Advisor: Eric Alexander
“Context matters!” So goes the refrain from countless people who feel that their words or works are not being accurately represented--from scientists, to celebrities, to politicians, to professional athletes. In some ways, such complaints have been exacerbated by the era of social media in which soundbites and headlines can propagate through a network of millions of people in minutes, with the potential for added noise or mutation at every step of the way. On the other hand, it is possible that “out-of-context” has just become a convenient excuse for someone who has said something they wish they hadn't. Instances where relevant context is missing (or not) may be something we can identify computationally.

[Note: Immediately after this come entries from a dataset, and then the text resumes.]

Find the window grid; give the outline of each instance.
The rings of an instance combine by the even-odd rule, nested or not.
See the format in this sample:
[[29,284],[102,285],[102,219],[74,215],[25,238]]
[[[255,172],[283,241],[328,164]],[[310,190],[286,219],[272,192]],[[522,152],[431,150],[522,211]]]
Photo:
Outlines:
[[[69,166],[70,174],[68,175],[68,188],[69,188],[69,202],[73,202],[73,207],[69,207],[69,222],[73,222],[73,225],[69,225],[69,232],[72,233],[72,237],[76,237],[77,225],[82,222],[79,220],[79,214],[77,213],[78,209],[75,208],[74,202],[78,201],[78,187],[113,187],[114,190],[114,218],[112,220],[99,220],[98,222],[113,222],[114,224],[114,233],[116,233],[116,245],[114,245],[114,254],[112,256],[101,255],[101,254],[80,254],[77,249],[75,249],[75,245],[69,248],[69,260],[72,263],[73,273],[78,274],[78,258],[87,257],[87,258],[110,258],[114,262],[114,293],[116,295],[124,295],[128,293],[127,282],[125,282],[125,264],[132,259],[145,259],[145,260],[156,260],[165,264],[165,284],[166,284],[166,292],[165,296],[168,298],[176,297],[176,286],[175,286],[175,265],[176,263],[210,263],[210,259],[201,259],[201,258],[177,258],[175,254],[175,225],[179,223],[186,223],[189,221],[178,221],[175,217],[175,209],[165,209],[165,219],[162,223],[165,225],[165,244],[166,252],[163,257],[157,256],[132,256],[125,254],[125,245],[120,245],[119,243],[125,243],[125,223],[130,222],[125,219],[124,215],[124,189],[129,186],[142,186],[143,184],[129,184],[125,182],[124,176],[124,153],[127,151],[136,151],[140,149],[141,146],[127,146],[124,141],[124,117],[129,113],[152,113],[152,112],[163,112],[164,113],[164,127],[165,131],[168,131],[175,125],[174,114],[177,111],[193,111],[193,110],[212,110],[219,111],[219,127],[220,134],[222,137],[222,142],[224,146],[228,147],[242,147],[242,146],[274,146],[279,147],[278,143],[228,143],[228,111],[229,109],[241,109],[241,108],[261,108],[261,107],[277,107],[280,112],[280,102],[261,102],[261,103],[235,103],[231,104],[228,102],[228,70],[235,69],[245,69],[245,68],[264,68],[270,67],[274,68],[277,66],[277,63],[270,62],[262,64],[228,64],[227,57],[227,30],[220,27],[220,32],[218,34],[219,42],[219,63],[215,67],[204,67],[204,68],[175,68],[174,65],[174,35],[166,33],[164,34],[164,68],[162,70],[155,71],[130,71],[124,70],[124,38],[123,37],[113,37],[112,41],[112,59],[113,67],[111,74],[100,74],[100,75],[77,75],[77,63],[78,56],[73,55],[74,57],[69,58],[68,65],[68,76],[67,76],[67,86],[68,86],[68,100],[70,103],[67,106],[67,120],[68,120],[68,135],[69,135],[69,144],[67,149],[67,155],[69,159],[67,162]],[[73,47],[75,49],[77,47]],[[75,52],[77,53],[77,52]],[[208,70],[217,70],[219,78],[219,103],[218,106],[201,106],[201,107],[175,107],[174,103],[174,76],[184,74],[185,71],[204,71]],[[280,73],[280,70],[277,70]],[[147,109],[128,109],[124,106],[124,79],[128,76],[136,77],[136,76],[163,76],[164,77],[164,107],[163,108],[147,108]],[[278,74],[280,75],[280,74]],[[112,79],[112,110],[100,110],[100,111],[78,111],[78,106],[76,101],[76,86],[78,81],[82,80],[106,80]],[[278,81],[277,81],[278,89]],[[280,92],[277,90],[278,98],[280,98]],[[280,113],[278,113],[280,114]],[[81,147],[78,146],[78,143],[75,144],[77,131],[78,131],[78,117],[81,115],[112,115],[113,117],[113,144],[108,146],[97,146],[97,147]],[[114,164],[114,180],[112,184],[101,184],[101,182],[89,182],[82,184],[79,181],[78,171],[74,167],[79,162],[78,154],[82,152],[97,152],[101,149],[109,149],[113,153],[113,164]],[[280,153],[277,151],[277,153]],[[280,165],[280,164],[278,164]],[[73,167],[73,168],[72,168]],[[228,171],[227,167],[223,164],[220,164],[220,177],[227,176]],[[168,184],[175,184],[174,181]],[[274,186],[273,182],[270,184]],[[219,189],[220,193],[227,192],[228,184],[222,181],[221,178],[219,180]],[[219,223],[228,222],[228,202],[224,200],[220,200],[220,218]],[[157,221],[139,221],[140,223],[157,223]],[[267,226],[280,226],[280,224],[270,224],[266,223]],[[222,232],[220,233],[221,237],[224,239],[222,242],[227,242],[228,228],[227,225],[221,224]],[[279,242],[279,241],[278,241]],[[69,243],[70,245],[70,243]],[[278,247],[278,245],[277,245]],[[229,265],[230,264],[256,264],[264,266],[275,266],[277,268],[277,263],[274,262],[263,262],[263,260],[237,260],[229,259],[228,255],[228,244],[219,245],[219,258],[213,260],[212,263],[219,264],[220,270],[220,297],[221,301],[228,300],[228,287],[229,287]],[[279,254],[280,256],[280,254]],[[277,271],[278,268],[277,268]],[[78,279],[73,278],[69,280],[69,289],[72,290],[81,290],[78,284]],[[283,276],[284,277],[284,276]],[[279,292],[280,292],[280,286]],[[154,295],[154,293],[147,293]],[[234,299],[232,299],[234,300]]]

In this project, we will use natural language processing techniques to investigate how the availability of context (or lack thereof) has influenced the way that quotes get shared, as well as how they are generated. Specifically, we will investigate interviews made of athletes, coaches, and other participants after sporting events. Such interviews are often contractually mandated, which has caused some athletes to become particularly tight-lipped in protest. At the other end of the spectrum, many athletes in recent years have taken it upon themselves to use this platform to advocate for social change. We will investigate how these trends and others may have an effect on what athletes talk about and how they talk about it.
As an initial stage of this project, we will identify datasets that allow us to explore this topic, including interview transcripts, popular press articles, and posts on social media platforms. We will then seek to apply algorithmic techniques such as n-gramming, named-entity recognition, topic modeling, and sentiment analysis to see what conclusions we can draw. Some questions we may ask include:
The deliverables for this project will depend in part on the specific questions we decide to pursue. The output might potentially take the form of a user-facing tool for exploring this data, but might also take the form of a model and accompanying visuals and write-up detailing what our model has shown.
Natural Language Processing (CS 324) would be valuable, but few if any of you have had the opportunity to take it! As such, its prereqs (Data Structures, Math of CS/Math Structures) will be necessary. Experience in other subfields of AI/machine learning may be helpful, but is not required.